A wedding photographer, for example, could advertise just to women in a specific ZIP code who list on Facebook that they are engaged. A movie chain could talk just to film fans.
Sandberg asserts that Facebook allows businesses to interact with customers and create viral marketing campaigns. “Facebook takes word-of-mouth marketing and makes it work at scale.”
Greg Sterling, an analyst with Opus Research, says most small businesses resist using ad programs such as Facebook’s because they are too busy running their business to devote the time.
“Facebook has multi-billion (dollar) advertising potential,” he claims. “But right now, small businesses does not see the need for spending the money. They have their free page, and they are happy with it.”
The credits will help, he says. “It gets people to at least try it.”

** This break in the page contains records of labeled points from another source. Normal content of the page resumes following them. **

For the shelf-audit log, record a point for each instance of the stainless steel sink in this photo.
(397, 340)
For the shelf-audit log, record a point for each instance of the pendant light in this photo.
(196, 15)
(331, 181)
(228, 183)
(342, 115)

While at Google, she used to say that about 50% of small businesses had not bothered to put-up a website yet–a number she claims is still in the 40% range. But now, it is pretty easy for small businesses to turn to Facebook, she says, because they do not have to pay for building a site, and most people can make a social media Facebook page, or could learn within minutes.
Sarah Loveland, owner of Daddies Board Shop, a skateboard shop in Portland, Ore., began using paid advertising with Facebook in 2010, in hopes of growing her business more quickly. She targeted fans of extreme sports and friends of those who ride skateboards and long-boards. The result: She says her business shot up, and she attributes much of it to Facebook.
Small businesses could just continue with the free business pages, “but if you really want to grow, and reach a wider community, you need to have at least 10,000 fans,” says Loveland. “Once you are there, you get tons of response every time you post something. You are looked to as a valuable resource to the community, and sales really start to climb.”
Furthermore, Sandberg says the social media humongous has created 250,000 jobs — engineers, developers and others who work on Facebook-oriented projects and related social-media jobs at companies. Facebook has 3,000 employees.
“We feel really good about our contribution,” she says.